Call a suicide hot line, and don't put off making that call. Let the person you talk to put you in touch with a grief counselor who can help you through the grief process. Surround yourself with family and friends who will let you carry on indefinitely and be there to hold you up when you can't stand alone.
jhharlan recommended a book to me: Surviving the Loss of A Love" and it literally turned my life around. I'd been dissolving for nearly a year and finally got the book. It is an easy to read book, very short chapters and poetry the says exactly what is in your heart. I didn't think the book was going to help me; not really; but I got it ($8) and started reading.
Within two days, I was feeling so much better, and I have not cried over that loss since. I may get a little blue, but the tears have dried up.

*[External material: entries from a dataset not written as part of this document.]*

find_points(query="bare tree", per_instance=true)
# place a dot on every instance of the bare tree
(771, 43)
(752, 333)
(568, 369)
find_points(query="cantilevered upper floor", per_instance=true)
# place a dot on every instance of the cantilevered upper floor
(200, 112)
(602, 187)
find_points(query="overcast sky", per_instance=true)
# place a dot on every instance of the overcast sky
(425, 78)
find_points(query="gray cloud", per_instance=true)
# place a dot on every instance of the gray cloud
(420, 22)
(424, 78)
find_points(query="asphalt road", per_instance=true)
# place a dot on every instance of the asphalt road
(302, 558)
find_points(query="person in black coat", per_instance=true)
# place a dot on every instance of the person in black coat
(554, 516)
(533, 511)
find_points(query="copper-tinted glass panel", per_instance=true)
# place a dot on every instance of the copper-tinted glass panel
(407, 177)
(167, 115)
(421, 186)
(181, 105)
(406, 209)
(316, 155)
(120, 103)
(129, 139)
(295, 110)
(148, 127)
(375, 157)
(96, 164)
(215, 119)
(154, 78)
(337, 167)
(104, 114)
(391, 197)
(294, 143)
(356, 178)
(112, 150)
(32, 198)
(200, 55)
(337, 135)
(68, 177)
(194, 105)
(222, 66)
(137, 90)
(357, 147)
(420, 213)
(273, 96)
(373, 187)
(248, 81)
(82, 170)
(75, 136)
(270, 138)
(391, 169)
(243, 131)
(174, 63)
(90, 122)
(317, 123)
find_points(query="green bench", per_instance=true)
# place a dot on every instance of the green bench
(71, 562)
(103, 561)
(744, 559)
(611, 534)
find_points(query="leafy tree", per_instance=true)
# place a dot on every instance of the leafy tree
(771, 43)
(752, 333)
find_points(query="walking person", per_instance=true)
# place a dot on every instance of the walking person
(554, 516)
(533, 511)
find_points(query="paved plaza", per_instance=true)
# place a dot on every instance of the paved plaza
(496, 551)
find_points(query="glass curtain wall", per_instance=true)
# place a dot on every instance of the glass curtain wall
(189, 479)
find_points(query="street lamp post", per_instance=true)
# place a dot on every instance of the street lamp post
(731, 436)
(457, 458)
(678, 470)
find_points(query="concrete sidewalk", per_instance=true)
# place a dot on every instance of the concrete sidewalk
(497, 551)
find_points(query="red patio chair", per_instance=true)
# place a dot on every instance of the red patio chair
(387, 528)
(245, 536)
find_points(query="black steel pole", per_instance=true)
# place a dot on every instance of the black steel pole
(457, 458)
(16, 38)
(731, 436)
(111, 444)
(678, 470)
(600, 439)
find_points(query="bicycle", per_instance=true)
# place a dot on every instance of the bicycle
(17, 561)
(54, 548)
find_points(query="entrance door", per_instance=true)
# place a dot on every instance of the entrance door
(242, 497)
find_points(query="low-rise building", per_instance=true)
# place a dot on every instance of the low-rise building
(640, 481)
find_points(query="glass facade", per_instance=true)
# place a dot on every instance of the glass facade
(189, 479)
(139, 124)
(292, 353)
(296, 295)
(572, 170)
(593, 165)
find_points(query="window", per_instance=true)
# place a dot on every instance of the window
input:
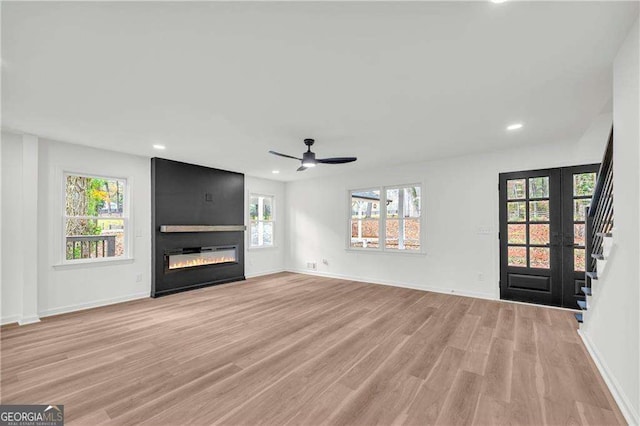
(95, 218)
(393, 212)
(262, 218)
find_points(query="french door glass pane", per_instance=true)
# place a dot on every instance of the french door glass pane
(539, 187)
(578, 234)
(584, 184)
(517, 234)
(517, 211)
(517, 256)
(539, 257)
(579, 207)
(516, 189)
(539, 211)
(578, 259)
(539, 234)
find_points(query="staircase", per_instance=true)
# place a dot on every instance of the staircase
(599, 228)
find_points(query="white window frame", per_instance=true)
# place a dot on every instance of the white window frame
(260, 222)
(382, 221)
(125, 218)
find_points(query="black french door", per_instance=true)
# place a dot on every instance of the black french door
(542, 245)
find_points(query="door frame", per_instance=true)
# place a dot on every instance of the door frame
(553, 296)
(565, 282)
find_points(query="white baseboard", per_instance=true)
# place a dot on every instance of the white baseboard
(396, 284)
(11, 319)
(29, 320)
(92, 304)
(630, 415)
(263, 273)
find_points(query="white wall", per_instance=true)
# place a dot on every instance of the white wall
(459, 257)
(65, 288)
(68, 288)
(260, 261)
(11, 290)
(612, 324)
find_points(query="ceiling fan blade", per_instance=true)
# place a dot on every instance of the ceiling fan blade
(336, 160)
(285, 155)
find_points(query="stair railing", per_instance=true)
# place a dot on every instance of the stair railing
(600, 213)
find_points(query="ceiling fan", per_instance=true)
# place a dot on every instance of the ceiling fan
(309, 158)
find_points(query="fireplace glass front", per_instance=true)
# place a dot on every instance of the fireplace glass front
(201, 256)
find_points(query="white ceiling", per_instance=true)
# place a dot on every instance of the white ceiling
(220, 84)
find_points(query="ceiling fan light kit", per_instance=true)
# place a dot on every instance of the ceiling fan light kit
(309, 158)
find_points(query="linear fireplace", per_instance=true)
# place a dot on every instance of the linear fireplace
(199, 256)
(198, 226)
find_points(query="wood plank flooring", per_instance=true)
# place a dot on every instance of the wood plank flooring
(291, 349)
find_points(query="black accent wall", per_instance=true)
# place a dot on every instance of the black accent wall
(186, 194)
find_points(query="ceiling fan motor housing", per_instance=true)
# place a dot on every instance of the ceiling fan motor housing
(309, 157)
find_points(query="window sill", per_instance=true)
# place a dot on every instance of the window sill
(262, 248)
(393, 252)
(92, 263)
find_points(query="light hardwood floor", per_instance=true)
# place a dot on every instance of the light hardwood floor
(301, 350)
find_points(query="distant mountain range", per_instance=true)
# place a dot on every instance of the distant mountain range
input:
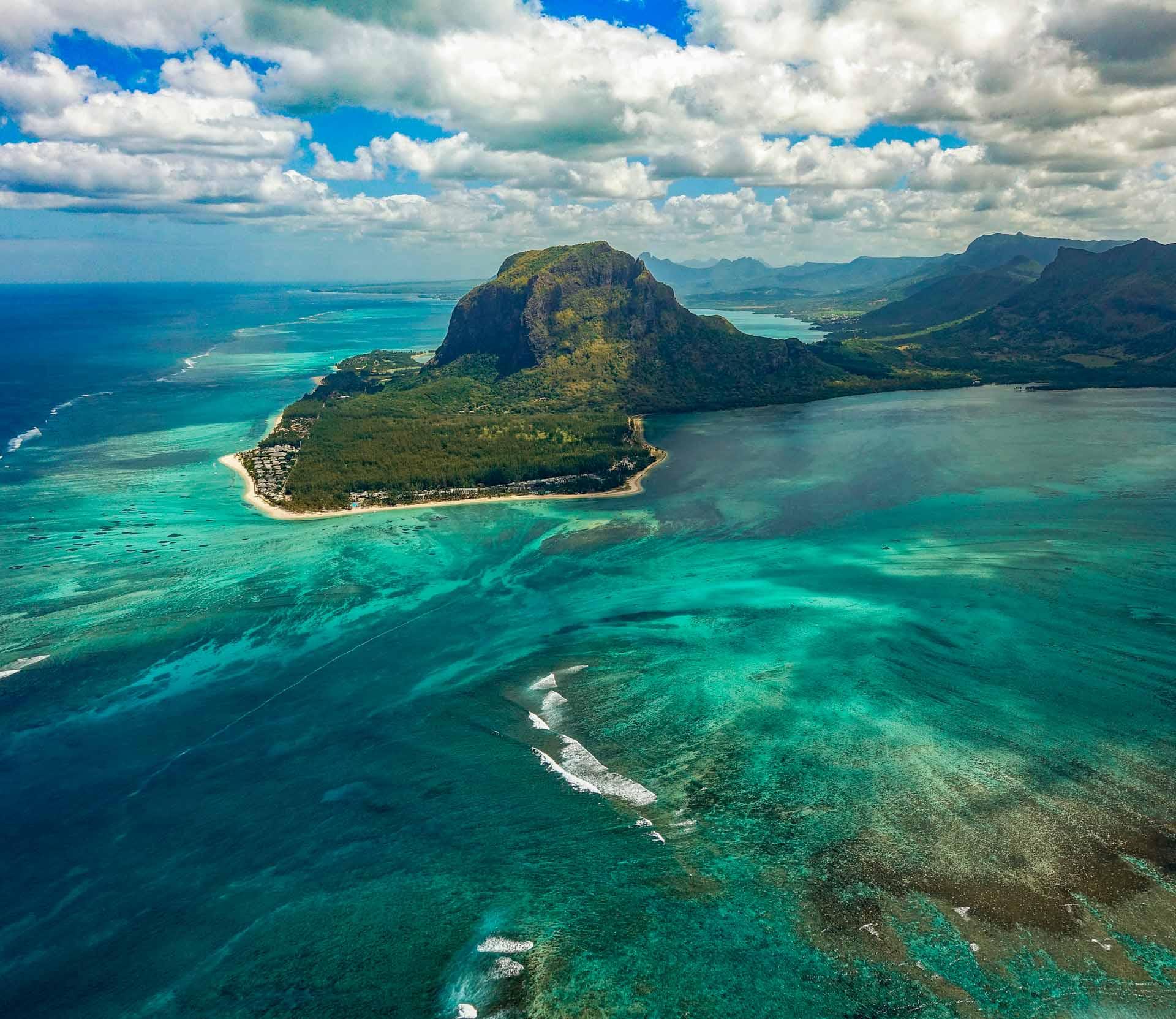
(1112, 312)
(859, 286)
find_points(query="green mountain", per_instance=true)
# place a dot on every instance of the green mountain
(948, 298)
(546, 369)
(534, 391)
(590, 326)
(842, 295)
(995, 250)
(750, 278)
(1091, 318)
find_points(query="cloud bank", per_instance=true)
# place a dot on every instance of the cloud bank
(516, 129)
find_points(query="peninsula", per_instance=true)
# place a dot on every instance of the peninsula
(546, 371)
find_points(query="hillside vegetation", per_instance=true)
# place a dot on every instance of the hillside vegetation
(545, 369)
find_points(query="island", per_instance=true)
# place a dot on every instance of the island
(547, 371)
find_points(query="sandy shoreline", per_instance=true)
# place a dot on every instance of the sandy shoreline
(631, 487)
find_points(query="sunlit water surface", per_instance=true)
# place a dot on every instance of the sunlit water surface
(897, 670)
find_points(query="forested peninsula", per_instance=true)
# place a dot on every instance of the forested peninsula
(546, 371)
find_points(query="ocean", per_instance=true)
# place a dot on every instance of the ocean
(862, 708)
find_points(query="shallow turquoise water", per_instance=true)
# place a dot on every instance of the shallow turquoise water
(878, 659)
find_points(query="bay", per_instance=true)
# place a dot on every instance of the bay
(879, 659)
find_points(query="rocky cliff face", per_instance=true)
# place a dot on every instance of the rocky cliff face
(593, 320)
(516, 316)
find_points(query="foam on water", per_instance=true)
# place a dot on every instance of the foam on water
(581, 762)
(505, 968)
(508, 945)
(17, 442)
(575, 782)
(75, 399)
(13, 667)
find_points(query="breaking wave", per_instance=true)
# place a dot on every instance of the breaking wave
(17, 442)
(508, 945)
(575, 782)
(582, 763)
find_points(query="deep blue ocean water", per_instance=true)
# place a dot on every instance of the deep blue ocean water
(897, 670)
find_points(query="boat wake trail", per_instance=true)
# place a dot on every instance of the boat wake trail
(274, 697)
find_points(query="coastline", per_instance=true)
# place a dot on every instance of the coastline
(633, 487)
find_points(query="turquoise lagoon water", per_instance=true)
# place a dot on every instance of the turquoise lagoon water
(764, 324)
(897, 670)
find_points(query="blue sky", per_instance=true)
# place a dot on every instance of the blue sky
(273, 139)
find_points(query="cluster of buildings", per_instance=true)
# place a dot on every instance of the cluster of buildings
(270, 466)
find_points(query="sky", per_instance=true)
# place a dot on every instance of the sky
(427, 139)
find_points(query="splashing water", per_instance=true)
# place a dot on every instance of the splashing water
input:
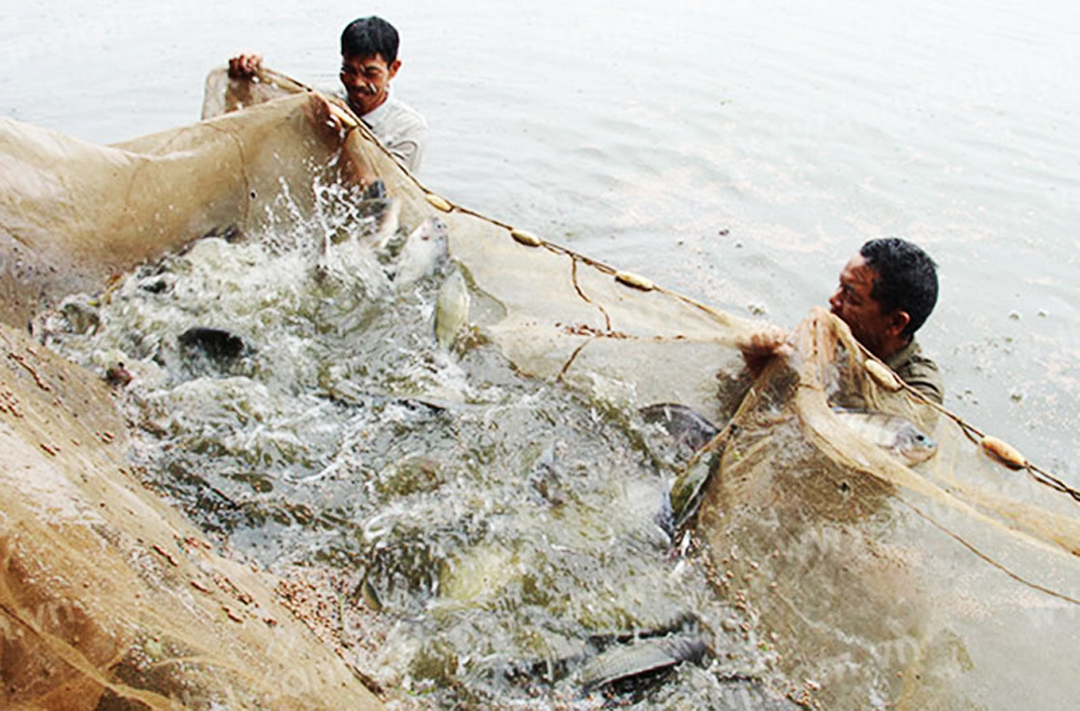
(482, 534)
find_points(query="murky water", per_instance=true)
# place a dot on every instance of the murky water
(292, 397)
(738, 152)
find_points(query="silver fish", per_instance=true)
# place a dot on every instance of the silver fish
(451, 309)
(644, 657)
(890, 432)
(684, 425)
(424, 252)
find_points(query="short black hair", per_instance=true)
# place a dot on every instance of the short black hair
(905, 278)
(369, 36)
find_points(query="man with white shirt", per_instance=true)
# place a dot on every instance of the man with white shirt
(368, 63)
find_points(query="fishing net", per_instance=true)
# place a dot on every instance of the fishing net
(863, 581)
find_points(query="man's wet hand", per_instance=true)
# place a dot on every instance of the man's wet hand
(761, 346)
(245, 66)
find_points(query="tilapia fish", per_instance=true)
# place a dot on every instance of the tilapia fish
(890, 432)
(424, 252)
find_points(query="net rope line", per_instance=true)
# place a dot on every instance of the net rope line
(809, 396)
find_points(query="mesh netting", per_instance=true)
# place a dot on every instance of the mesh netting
(950, 584)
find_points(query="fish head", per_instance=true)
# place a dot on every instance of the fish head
(914, 444)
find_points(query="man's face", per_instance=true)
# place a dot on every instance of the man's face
(863, 314)
(365, 80)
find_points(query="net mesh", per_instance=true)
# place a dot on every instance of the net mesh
(949, 585)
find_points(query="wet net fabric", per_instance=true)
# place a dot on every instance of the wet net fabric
(949, 585)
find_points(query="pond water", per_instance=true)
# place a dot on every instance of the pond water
(739, 153)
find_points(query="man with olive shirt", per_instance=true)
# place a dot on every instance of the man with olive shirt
(887, 292)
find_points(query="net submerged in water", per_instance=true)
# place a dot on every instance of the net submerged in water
(844, 576)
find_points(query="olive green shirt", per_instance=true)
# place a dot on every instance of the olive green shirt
(918, 371)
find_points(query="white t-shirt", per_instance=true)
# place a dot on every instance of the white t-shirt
(400, 128)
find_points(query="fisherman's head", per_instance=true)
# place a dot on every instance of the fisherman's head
(886, 294)
(368, 62)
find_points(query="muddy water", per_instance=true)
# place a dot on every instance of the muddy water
(738, 152)
(501, 532)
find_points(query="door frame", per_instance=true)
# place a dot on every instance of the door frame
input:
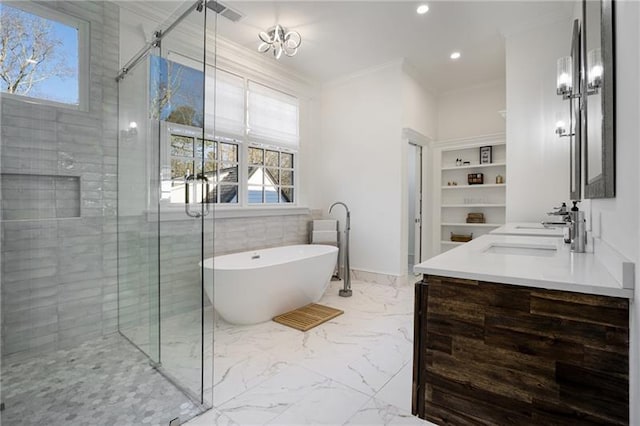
(411, 136)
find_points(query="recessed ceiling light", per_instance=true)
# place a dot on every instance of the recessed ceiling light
(422, 9)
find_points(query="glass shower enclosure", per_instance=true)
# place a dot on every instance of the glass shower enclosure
(166, 156)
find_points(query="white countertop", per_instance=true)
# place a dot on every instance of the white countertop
(560, 269)
(528, 229)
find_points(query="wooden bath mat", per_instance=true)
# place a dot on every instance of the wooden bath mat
(307, 317)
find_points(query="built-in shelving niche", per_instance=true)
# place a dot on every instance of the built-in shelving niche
(32, 197)
(456, 198)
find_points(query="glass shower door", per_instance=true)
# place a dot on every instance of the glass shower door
(165, 183)
(187, 181)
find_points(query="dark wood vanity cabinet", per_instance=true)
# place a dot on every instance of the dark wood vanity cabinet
(488, 353)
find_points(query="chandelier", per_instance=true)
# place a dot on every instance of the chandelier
(280, 40)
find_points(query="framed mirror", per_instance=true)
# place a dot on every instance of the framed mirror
(575, 157)
(598, 88)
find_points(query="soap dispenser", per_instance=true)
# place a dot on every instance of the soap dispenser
(578, 229)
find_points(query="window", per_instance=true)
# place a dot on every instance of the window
(248, 155)
(270, 177)
(272, 116)
(46, 54)
(216, 161)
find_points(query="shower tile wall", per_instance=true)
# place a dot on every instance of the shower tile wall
(59, 274)
(235, 235)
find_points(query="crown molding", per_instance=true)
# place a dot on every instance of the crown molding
(560, 14)
(229, 56)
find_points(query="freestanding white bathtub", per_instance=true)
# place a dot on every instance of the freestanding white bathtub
(255, 286)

You have friendly listening ears here. Stay with us and keep us posted on your progress; let us know when you need some strength.
God blesses you.
12 years ago. Rating: 16 | |
he get accident when he on way to airport hit by car he knew i was very unhappy,, so he come to visit me
Big lesson learned here: Don't expect anybody to fulfill your life except yourself. Sounds like you (and I) took our identities from the man we were with instead of being ourselves. You are fortunate to be young enough to get your groove back. Be sad, but you seriously need to get a grip on yourself. You CAN live without him; it's just nicer with him there.
You do your time one day at a time...there are so many things yet to do!! You may not see this yet but it is true. Everything changes all the time...adversity in life surely makes us stronger and this, whether you like it or not is going to help make you stronger. Distance yourself by going elsewhere if you can...do a house swap with someone for awhile...take a much needed vacation if you are able...plan other things! Do it! Do life! Go! in Peace.
12 years ago. Rating: 16 | |
I felt like you do many years ago. It was terrible. I asked a smart woman for help and she did help me. "It takes time to feel better. Give it time, baby." The days went by and much time rolled on and in TIME I did feel better.
I drew pictures every day. That helped too.
Be well.
12 years ago. Rating: 13 | |
" You'll only start a "visious" cycle of (death) by doing something so "selfish" as to literally want to die! " after you die, just suppose some "kin" of yours decides to do the same, because they felt they couldn't live with out (YOU)? in thier life " (THINK)!!!! ABOUT IT. "
12 years ago. Rating: 13 | |
Just hang in there. Don't think about dying. It'll get better. I got my heart broken when I was in my 20s b/c my fiance' at the time backed out of marriage twice ! I found out in later years that he's sociopath, and that he never meant to marry me and that he never wanted kids. It was all a big lie to keep me from going away. He wasted my child bearing years. Now, he's 67, and he's never been married. He never moved out of his mother's house . Lived there till she died, then took the house over.